Hamburger Investoren planen die Zerschlagung des Reisekonzerns und den Sturz von Vorstandschef Frenzel
Tchibo-Erben greifen nach der Tui

Die Hinweise auf einen Übernahmeversuch von Europas größtem Reisekonzern Tui verdichten sich. Informierte Finanzkreise bestätigten dem Handelsblatt, dass eine Hamburger Investorengruppe um die Geschwister Günter und Daniela Herz sowie dem Hamburger Wirtschaftsprüfer Otto Gellert ernsthaft an einer Tui-Übernahme interessiert sei.

DÜSSELDORF/HAMBURG. Das Unternehmer-Trio hat erst kürzlich seinen 40 %-Anteil am Hamburger Kaffeeimperium Tchibo (Beiersdorf, Tchibo Röstkaffee) für rund 4 Mrd. Euro veräußert und ist nun auf der Suche nach neuen Anlagemöglichkeiten. Auch Landesbank-Kreise bestätigten dem Handelsblatt, dass die Tchibo-Erben bei der Tui einsteigen wollen. Die Ankündigung der finanziell angeschlagenen WestLB, sich von ihrem 31 %-Anteil an der Tui trennen zu wollen, könnte den Investoren den Weg frei machen.

Aus dem Umfeld der Herz-Familie heißt es, Gellerts Geschäftsfreund Bernd Wrede sei Drahtzieher des geplanten Milliardendeals: Der Ex-Chef der Tui-Logistiktochter Hapag-Lloyd plant offenbar, den Konzern nach einer Übernahme zu zerschlagen und die Tui künftig allein auf das Reisegeschäft zu konzentrieren. Hapag-Lloyd solle deshalb an den Konkurrenten Kühne & Nagel veräußert werden, um einen Teil des Tui-Kaufpreises zu finanzieren, hieß es.
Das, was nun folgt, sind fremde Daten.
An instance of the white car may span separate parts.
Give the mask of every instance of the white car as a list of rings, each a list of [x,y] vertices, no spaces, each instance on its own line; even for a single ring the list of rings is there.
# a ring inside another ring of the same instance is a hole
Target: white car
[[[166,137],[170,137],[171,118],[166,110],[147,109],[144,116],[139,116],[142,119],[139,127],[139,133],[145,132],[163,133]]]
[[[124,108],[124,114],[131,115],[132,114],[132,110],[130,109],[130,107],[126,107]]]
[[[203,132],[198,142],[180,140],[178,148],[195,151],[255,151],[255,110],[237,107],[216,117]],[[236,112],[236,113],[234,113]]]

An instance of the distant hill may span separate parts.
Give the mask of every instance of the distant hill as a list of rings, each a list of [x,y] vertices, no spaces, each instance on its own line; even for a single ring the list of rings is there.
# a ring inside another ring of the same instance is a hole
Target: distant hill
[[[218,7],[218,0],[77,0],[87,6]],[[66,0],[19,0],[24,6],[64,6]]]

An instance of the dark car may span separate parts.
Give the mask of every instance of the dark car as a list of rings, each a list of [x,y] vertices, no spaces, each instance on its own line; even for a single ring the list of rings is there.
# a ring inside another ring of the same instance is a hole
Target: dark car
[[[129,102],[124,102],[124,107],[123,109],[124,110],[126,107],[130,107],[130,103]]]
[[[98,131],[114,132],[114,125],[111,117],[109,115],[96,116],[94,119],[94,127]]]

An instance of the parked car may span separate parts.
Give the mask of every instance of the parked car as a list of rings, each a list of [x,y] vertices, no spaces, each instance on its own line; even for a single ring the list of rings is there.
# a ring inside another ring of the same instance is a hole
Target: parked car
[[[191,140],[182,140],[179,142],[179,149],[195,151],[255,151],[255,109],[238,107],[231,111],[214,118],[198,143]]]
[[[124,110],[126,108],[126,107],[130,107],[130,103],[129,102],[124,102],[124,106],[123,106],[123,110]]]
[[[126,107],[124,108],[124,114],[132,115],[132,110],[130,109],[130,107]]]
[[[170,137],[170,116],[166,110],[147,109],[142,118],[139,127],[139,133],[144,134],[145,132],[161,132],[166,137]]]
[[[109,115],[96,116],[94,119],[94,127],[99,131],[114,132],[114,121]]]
Kühne & Nagel erklärte auf Anfrage, man wolle sich an den Spekulationen nicht beteiligen.

Wrede, 60, gilt als Intimfeind von Tui-Konzernchef Michael Frenzel. Der in seiner Zeit als Hapag-Lloyd- Chef gleichermaßen erfolgreiche wie selbstbewusst auftretende Widersacher wurde von Frenzel zunächst zum Tui-Bereichsvorstand degradiert und Ende 2001 schließlich aus dem Unternehmen gekippt. Sollte der Plan aufgehen, will die Hamburger Investorengruppe die Tui-Spitze personell neu besetzen. Demnach solle Wrede Tui-Chef Michael Frenzel ablösen, der 74-jährige Gellert solle den Vorsitz im Aufsichtsrat übernehmen. Offiziell schweigen in Hamburg alle Beteiligten eisern. Bisherige Dementis dienten dazu, den Kurs niedrig zu halten, hieß es in Bankenkreisen.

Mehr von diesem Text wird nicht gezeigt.